10 Ocak 2011 Pazartesi

Manevi boyut...



              Sizlere basiret, melekler ve manevi boyuttan bazı bilgiler aktarmak istiyorum. Öncelikle melekler ve cin diye tabir ettiğimiz varlıklar yaratılışları ve yapıları farklı olsa da, aynı manevi boyutta yer alır. Fiziksel varlıklar değildir. Elle ellenip dokunulamaz ama hissedilir. Hissetmeyi de biraz açalım, ruhun algılamaya başlaması. Öncelikle halkımızda ki yanlış bir değerlendirmeyi açıklamak isterim. Cinler, üstün varlıklar değildir ve sayıları meleklere oranla oldukça azdır. Kimi insanlar cinleri üstün varlıklarmış gibi kabul eder. Böylece istemeden İslama aykırı bir davranışın içinde bulunur                                                


              Işın gibidirler, kırmızı renktedirler. Peygamber efendimizin (sav)dumansız ateşten yaratılmıştır demelerinin sebebi budur. O zamanlar genelde insanların anlayabileceği en iyi açıklama şekli buydu. İnsanın düşüncesine etki edip, kendilerini birer bedensel varlıkmış gibi gösterebilirler. İnsanların gördükleri bu varlıklar bundan kaynaklıdır. Bunu önlemek için, inançlı bir dua okumak ya da bu gerçeğe yürekten inanmak o anda ki istemediğimiz görüntülerden korur. Bu varlıkları orijinal halinde görmek için ruhun algılamaya başlaması gerekir. Ruh, belirginleştiğinde bedende üşüme hissi bırakır. Bu üşüme hissi bedensel değildir. İçten gelen bir üşümedir ve bedenin yine sıcaktır. Algılanan her melek ruhun algısıyla olur, üşüme hissi bırakır. İnsan her meleği her daim görmeye gücü yetmez. Çünkü insana etkisi fazladır: Üşüme hissi, kaslarda kasılma ve titreme, kuru baş dönmesi. Burada şunu da belirtelim: Bedenin nasıl duyuları varsa, ruhun da kendi duyusu (algısı) vardır. Birinde (somut) maddesel varlıkları, diğerinde ise manevi boyuttaki varlıkları algılarız.
               Melekler, ruh algılamaya başladığında(insan basiret kazandığında) insan gözüne parlak bir beyaz ışık şeklinde görür. Işığının kaynağı ne güneştir ne de başka bir yıldız. Doğrudan kendisi ışıktır.
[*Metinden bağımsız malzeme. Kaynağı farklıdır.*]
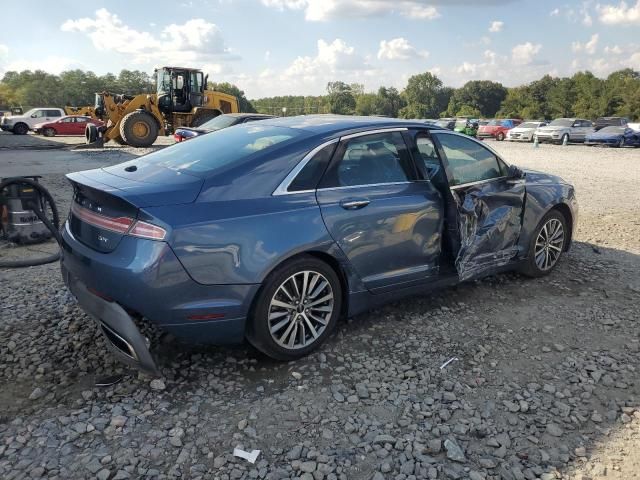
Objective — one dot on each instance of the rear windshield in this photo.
(215, 150)
(221, 121)
(561, 122)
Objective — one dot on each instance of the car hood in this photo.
(604, 136)
(147, 185)
(535, 177)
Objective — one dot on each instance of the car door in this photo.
(489, 204)
(386, 221)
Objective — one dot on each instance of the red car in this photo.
(69, 125)
(497, 128)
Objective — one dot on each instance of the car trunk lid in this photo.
(106, 202)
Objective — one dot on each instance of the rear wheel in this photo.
(139, 129)
(20, 128)
(296, 310)
(547, 244)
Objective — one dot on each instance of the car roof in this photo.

Ve ışığı ne doğuya karışır ne batıya, yani bulunduğu yerdedir ışığı. Madde değildir (dokunulmaz ağırlığı yoktur)ama belli bir şekilde gözükür.

         İnsan algısı ikiye ayrılır bedensel ve ruhsal olmak üzere.İki olguyu iyi ayırmalıyız.birbirleriyle karıştırmamalı,bilmeliyiz ki ikisi de ayrı algı çeşitleridir.